Labour market issues have gradually become central to the debate over the European variant of an economic and social development strategy for the twenty- first century, not least because sluggish European growth over the last two decades has also been combined with unemployment rates which have been persistently higher than the United States and elsewhere (Bermeo, 2001). An important reflection of these concerns, combined with a focus on knowledge- based growth, has been a policy programme known as the Lisbon Strategy. A cornerstone of European development policy between 2000 and 2010, this aimed at increasing productivity and stimulating job creation in order to deliver improved living standards in the region. While the Strategy was criticized on the grounds that it was too broad in scope, it singled out five specific policy areas for development: product and capital market reforms; investment in the knowledge- based economy; labour market reforms; social policy reforms; and, added later, environmental reforms (Council of the European Union, 2005: 9).
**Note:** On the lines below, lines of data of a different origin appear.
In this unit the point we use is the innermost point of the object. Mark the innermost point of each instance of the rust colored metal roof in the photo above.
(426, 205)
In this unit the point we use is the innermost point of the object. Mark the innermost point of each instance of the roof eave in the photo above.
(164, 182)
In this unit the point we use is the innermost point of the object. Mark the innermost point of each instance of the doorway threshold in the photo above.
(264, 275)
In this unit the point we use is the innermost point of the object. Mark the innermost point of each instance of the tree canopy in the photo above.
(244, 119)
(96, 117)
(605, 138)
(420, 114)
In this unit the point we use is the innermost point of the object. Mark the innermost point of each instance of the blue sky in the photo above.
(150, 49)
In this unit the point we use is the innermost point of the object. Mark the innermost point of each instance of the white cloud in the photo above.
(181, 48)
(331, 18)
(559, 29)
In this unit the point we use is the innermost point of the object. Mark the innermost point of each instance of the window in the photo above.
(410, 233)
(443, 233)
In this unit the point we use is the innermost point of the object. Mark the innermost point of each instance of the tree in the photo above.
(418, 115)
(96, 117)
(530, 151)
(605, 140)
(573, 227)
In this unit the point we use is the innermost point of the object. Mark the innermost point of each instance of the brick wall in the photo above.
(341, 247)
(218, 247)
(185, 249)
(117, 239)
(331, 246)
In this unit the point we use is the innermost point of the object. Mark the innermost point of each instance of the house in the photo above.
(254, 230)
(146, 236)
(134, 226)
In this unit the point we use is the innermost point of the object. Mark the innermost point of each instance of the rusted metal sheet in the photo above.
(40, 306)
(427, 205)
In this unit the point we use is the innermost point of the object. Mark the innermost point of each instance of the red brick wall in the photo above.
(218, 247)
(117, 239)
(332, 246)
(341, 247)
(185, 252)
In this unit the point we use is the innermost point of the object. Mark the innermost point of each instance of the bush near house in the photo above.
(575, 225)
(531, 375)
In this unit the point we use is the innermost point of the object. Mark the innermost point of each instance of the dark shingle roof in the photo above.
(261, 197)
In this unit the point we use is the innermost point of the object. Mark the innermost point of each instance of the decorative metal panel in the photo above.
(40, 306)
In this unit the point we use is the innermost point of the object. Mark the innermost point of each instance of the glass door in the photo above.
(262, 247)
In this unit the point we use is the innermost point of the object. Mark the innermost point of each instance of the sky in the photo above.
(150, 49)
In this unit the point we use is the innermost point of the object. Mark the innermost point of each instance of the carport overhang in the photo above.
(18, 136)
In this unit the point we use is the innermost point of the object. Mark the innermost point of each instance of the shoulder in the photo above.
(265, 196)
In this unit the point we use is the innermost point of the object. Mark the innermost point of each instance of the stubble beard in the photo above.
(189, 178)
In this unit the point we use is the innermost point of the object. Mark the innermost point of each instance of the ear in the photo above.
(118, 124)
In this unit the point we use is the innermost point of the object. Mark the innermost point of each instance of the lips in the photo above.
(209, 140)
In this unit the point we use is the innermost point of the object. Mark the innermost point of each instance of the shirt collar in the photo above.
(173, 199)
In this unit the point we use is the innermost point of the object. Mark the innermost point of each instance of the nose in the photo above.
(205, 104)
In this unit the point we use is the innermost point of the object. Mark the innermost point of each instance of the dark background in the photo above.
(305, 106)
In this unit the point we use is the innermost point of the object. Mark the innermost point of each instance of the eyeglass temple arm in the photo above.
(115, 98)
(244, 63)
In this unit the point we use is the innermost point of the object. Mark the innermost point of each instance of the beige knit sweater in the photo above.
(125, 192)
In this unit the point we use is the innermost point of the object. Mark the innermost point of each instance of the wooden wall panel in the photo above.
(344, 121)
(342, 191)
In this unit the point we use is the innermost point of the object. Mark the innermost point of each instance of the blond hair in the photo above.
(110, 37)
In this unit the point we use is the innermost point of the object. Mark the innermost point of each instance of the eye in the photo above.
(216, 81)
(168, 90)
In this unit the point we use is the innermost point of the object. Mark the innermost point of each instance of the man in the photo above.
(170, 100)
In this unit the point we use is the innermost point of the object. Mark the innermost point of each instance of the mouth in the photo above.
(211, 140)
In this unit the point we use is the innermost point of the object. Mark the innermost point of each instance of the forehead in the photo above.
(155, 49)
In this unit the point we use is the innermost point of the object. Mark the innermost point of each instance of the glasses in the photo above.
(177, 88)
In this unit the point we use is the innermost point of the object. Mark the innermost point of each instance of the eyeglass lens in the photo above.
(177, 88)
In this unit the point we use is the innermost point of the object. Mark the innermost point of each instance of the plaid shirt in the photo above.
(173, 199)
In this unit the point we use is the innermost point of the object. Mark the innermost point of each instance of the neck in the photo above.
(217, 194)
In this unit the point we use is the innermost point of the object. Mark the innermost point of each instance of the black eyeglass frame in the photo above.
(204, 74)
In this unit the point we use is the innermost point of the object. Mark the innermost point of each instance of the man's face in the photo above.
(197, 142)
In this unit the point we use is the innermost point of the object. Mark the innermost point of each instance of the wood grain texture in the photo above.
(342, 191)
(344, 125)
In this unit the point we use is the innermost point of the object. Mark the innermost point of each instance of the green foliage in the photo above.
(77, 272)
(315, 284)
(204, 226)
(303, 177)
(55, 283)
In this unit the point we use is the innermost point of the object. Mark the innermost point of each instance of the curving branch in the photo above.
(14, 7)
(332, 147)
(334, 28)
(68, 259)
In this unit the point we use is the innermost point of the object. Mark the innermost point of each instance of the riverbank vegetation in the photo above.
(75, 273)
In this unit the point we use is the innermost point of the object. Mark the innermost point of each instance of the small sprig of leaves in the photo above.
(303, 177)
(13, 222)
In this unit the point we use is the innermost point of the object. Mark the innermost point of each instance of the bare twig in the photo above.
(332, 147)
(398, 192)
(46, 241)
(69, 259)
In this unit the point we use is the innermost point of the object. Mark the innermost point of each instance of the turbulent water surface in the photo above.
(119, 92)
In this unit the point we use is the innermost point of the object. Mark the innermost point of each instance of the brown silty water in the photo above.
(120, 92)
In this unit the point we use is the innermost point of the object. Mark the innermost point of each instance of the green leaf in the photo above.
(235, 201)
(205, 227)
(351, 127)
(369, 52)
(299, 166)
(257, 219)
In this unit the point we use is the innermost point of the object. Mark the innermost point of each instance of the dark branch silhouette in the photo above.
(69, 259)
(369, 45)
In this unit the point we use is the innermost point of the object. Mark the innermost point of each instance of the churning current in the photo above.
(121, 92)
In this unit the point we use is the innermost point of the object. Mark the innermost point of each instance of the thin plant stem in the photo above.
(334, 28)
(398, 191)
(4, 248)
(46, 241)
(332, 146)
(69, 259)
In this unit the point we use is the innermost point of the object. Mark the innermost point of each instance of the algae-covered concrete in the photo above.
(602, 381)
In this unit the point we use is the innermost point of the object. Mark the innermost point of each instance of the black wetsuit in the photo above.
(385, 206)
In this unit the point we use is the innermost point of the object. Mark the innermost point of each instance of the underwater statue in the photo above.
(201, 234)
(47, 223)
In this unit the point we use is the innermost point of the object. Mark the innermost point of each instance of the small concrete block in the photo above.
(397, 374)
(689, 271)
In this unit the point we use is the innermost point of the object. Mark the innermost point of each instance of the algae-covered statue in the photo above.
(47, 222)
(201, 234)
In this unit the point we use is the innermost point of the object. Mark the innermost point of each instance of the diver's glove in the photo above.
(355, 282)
Reform programmes at the national state level were supposed to be constructed around specific European-level targets: directly relevant to the development of policy for reconciling family and working life discussed shortly, the Lisbon Strategy includes a target of raising female workforce participation rates from 54 to 60 per cent by 2010 (Boeri et al., 2005: 2). A similar approach has been adopted in the subsequent Europe 2020 Strategy, although the timeframe of this later set of commitments falls outside the scope of this book. However, what is most important to note is that attention to the state’s role in promoting particular types of labour market outcomes, tied to concepts of innovation, flexibility, and knowledge-based growth, has been placed at the centre of the analysis.